Photo 9 BOB Product shot. Available as color print, or on CD as a 32 Meg color TIFF format.
Press Release for
Why Didn't I Think of That?"
That's what everyone says. "Why didn't I think of that?" The concept is very simple: Let gravity do its job on stubborn motor oil bottles that won't give up their last remaining ounce of motor oil. Although it appears easy at first glance, it takes some unique thinking and hard work to design something small and lightweight, at an affordable price. How does one get the determination to spend hundreds of thousands of dollars and years of one's life just to put a simple little product on the market?
I did it all just to honor my late father.
Growing up in a service station, I got all the simple chores, like picking up trash, and cleaning restrooms. One of my favorite jobs was making sure all the motor oil cans got drained before disposal. My father, Bob Forgnone, did this to prevent the oil from leaking out of the trash cans.
Pop died August 16, 1992, at the age of 67. I was 31 years old, and his death really affected me. In fact, it changed my life. On the way home from his funeral, at the highest point in the drive, I was overcome by a great feeling of loss, then frenzied inspiration. It was as if Pop was telling me something. "Make a tool to hold plastic motor oil bottles upside down." The only name I could have given it was BOB, for "Bottom Of the Bottle," in honor of my father. The company name became POP, for "Plastic Oil Products."

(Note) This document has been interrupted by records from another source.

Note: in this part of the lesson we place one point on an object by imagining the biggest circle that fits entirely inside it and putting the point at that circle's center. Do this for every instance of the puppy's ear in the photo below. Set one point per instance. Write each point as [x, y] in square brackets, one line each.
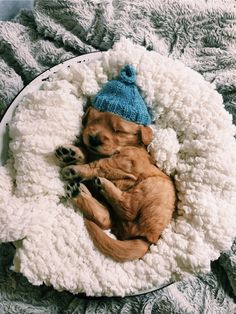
[146, 135]
[85, 116]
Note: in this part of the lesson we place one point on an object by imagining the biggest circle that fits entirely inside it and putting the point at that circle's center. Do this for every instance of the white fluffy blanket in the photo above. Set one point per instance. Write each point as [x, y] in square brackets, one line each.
[194, 142]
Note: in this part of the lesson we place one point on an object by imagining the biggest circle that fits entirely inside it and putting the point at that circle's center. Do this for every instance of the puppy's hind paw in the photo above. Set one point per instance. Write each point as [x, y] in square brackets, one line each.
[72, 189]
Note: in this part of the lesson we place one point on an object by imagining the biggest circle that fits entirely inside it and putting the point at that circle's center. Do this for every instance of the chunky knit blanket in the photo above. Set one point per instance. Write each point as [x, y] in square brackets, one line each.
[202, 35]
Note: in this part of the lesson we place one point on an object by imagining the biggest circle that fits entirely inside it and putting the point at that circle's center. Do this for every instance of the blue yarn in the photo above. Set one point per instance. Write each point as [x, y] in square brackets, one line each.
[122, 97]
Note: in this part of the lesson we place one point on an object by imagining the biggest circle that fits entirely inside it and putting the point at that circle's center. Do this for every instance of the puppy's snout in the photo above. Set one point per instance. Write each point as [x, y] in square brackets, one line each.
[94, 140]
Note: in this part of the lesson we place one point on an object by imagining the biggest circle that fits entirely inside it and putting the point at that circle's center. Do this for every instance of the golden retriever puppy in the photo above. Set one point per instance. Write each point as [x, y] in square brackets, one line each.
[137, 199]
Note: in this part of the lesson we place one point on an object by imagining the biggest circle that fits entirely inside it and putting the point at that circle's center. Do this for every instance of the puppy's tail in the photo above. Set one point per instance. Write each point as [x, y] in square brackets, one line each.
[120, 251]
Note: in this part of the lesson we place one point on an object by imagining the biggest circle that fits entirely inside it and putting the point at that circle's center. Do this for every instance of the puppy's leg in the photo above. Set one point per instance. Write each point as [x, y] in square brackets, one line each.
[123, 203]
[101, 168]
[69, 154]
[89, 206]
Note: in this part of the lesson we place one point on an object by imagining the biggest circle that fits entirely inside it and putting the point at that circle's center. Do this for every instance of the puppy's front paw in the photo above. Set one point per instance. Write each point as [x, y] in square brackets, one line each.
[65, 154]
[72, 189]
[68, 173]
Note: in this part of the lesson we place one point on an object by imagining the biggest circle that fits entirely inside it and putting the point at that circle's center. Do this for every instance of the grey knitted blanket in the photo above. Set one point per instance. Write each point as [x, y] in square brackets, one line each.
[202, 34]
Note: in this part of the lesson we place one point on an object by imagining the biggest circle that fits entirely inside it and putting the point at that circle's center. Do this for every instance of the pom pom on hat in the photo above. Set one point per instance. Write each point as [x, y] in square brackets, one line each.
[122, 97]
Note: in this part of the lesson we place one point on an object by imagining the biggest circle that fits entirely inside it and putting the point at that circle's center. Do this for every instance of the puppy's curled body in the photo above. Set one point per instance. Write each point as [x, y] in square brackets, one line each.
[139, 197]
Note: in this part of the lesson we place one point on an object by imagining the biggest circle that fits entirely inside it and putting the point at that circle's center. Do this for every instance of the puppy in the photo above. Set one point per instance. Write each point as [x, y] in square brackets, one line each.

The basic design, the name of the tool, and the name of the company came very quickly--just five minutes. Those five minutes were the pivot of my life. Nothing would be the same afterwards.
My first wife thought I was crazy. (She eventually divorced me, partly because of my drive to get the BOB onto store shelves. I'm lucky that my current wife, Andrea, shares my passion.) A patent search determined that nobody else had ever thought of anything using my configuration. An injection mold was made using inheritance money, and marketing began in January of 1996, after I had quit my job as a payload engineer at Vandenberg Air Force Base. It's not rocket science, but it took a rocket scientist to figure it out!

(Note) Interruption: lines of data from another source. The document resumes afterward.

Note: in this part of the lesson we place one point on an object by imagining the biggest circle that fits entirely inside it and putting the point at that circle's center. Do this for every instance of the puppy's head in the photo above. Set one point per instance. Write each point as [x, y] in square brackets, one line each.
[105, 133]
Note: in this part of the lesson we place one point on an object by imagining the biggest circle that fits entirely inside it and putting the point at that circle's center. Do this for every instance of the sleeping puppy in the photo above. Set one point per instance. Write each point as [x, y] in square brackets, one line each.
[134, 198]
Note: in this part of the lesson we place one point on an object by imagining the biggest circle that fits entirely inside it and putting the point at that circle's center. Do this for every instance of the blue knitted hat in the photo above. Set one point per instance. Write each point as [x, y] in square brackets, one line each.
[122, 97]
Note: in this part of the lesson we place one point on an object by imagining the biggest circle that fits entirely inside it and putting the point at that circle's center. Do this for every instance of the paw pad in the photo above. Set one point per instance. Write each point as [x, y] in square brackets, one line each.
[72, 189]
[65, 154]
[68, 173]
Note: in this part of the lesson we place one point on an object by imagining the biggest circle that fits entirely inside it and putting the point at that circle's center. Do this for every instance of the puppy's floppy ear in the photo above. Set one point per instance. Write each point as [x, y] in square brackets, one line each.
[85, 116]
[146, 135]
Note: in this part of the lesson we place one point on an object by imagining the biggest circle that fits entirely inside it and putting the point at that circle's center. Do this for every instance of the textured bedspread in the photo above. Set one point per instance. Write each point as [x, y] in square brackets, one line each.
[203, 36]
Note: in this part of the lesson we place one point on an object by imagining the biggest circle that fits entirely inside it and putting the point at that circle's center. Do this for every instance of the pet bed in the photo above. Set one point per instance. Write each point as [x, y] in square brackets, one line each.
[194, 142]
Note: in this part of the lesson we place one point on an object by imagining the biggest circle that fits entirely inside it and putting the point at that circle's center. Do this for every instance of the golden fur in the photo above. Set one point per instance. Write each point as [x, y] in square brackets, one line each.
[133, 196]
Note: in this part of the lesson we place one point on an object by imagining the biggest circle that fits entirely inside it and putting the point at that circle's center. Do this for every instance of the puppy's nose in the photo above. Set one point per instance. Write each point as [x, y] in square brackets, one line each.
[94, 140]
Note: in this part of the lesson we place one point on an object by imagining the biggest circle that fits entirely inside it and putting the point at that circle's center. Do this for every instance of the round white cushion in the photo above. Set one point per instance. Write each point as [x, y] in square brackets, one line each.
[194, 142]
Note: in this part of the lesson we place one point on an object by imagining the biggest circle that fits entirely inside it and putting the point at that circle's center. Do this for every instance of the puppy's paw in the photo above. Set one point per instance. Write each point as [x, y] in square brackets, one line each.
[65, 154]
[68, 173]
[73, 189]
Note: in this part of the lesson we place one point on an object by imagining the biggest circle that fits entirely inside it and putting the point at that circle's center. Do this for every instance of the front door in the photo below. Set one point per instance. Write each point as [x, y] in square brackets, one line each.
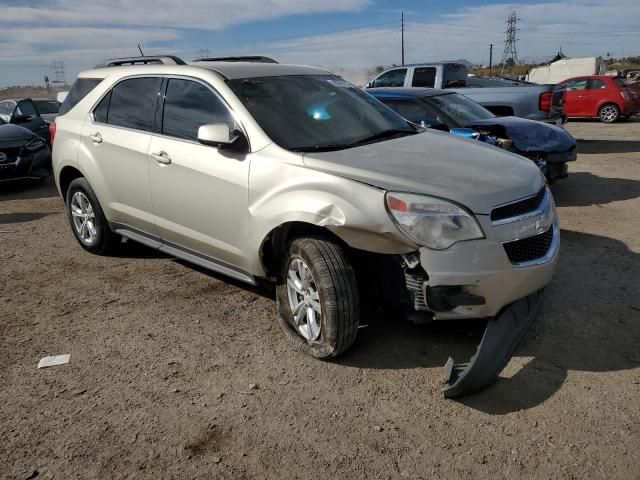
[199, 193]
[575, 97]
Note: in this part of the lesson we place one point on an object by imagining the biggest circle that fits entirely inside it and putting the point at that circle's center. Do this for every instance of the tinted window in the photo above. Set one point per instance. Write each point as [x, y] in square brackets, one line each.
[132, 103]
[392, 78]
[6, 108]
[412, 110]
[578, 84]
[424, 77]
[597, 84]
[189, 105]
[101, 112]
[47, 106]
[26, 109]
[80, 89]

The gadget is surprisingly simple, yet elegant in its adaptability. The BOB can be configured to stand on its own, or hang from walls, including pegboard. The stand has a flat area for instructions and advertising, a very important feature for people who want to resell it or use it for a promotion. Each unit holds five bottles, and if you want to drain more than five at a time, simply insert the outlet of one unit into the back of another unit.
Mail order and municipal sales are approaching 250,000 units. We are now ready to get the BOB into stores with a recently introduced retail box, on which is printed the story of the product's conception, some interesting facts about recycling, as well as instructions and eye-catching graphics. Now, millions of home do-it-yourselfers will be wondering, "Why didn't I think of that!" as they pick up the bright yellow container.
It's amazing what this $9.95 plastic tool can do. There are over 3.43 billion quart motor oil bottles sold every year in the United States, and people typically leave 4% of the contents in each. That residual oil amounts to about 137 million quarts (nearly 3 ½ Valdez oil spills!) each and every year, needlessly thrown right into your local landfill, because it takes over one hour to thoroughly drain a motor oil bottle. Who wants to wait that long? The BOB is the only product on the market today that can inexpensively help do-it-yourself mechanics save time and money, and prevent pollution.
I still miss my father so very much. I can only hope he's watching now, and that he likes what he sees.